Wanderung von Torri del Benaco nach Malcesine

Naturfreunde finden in der Region um den Gardasee ein wahres Idyll: die unterschiedlichsten Eindrücke und Vegetationen wechseln sich ab, und Fauna und Flora sind am Gardasee unglaublich vielfältig. Wer die atemberaubende Schönheit dieser Region genauer kennenlernen möchte, kommt dabei nicht umhin, zu Fuß oder per Fahrrad ausgiebige Touren durch die wechselnden Landschaften rund um den Gardasee zu unternehmen. Geübte Wanderer, die einen intensiven Eindruck von dieser Gegend bekommen möchten, werden hier ihre wahre Freude haben, doch auch für Einsteiger und weniger routinierte Wanderer finden sich hier Strecken zuhauf.

Wanderung von Torri del Benaco nach Malcesine - mittelschwere Strecke

In unserer Route wählen wir eine mittelschwere Strecke: unser Start liegt am südlichen Ostufers des Gardasees in Torri del Benaco. Durch verträumte Olivenhaine und schlängelnde Wege beginnen wir mit dem Weg nach Albisano. Dabei säumen die knorrigen Stämme der Olivenbäume am Ufer des Gardasees unseren Weg: im Mai dürfen wir uns an den hellen, prachtvollen Blüten dieser Bäume erfreuen. Wer im Spätherbst die letzten sonnigen Tage des Jahrs mit seiner Wandertour am Gardasee zubringt, kann die Bauern bei der Ernte der Oliven beobachten - und Wanderer seien zugleich gewarnt: roh sind die sonst so wohlschmeckenden Früchte der Olivenbäume absolut ungenießbar! Die roten Netze, die uns zu dieser Jahreszeit oft begegnen, dienen übrigens dazu, reife herabfallende Früchte aufzufangen.

In Albisano angekommen

In Albisano angekommen, bietet sich uns ein atemberaubender Blick aus dem pittoresken kleinen Dörfchen über den oberen Gardasee - eine Kamera sollte auf dieser Strecke also auf jeden Fall mitgeführt werden.
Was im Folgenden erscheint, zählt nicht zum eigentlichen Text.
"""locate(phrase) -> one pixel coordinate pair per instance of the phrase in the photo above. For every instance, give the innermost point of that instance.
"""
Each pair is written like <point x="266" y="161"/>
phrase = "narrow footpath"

Von Albisano aus begeben wir uns auf das Sträßchen Richtung San Zeno di Montagna, wo sich zwischen imposanten Felsen immer wieder zauberhafte Ausblicke über die malerische Region bieten. Dort angekommen, erholen wir uns etwas und richten unseren Augenmerk auch auf die italienische Baukunst der Bauern im 15. und 16. Jahrhundert, die sich überall im Dorf widerspiegelt. Auch von hier aus bietet sich uns ein erhabener Blick über die ganze Region um den Gardasee mit all seiner wechselnden Vielfalt.

Wieder Richtung Ufer

Wer hier noch Puste hat, dem bieten sich weitere Gelegenheiten für Einblicke in dieses Idyll: über Laguna, einem ebensolchen Dörfchen wenige Kilometer nördlich von San Zeno di Montagna, geht es weiter Richtung Villanova, von wo aus wir uns wieder ans Ufer annähern und den Weg Richtung Castelletto di Brenzone einschlagen.

Kleine Dörfer liegen auf unserem Weg

Auch hier kommen Freunde antiker Architektur voll auf ihre Kosten: inmitten dieses blühenden Idylls aus Olivenhainen erwarten uns mehrere kleine Dörfer, in denen Zeugnisse romanischer Baukunst in Form von alten Kirchen zu bestaunen sind. Diese stammen größtenteils aus dem 11. Jahrhundert und haben inzwischen über 10 Dekaden Wind, Wetter und Krisen getrotzt - ein eindrucksvolles Zeitzeugnis.

Das Ziel

Weiter nördlich liegt nun endlich unser Ziel - wenn auch der Weg das eigentliche Ziel ist: Malcesine. Von hier aus lässt sich mit der Seilbahn eine Fahrt nach Tratto Spino unternehmen, die eine Tour auf den Monte Baldo erlaubt - ein herrlicher Rundumblick ist der Lohn des Schweißes. Den Wegesrand säumen zahlreiche ländliche Herbergen - falls der eine oder andere Wanderer die Tour gemütlicher angehen lassen möchte.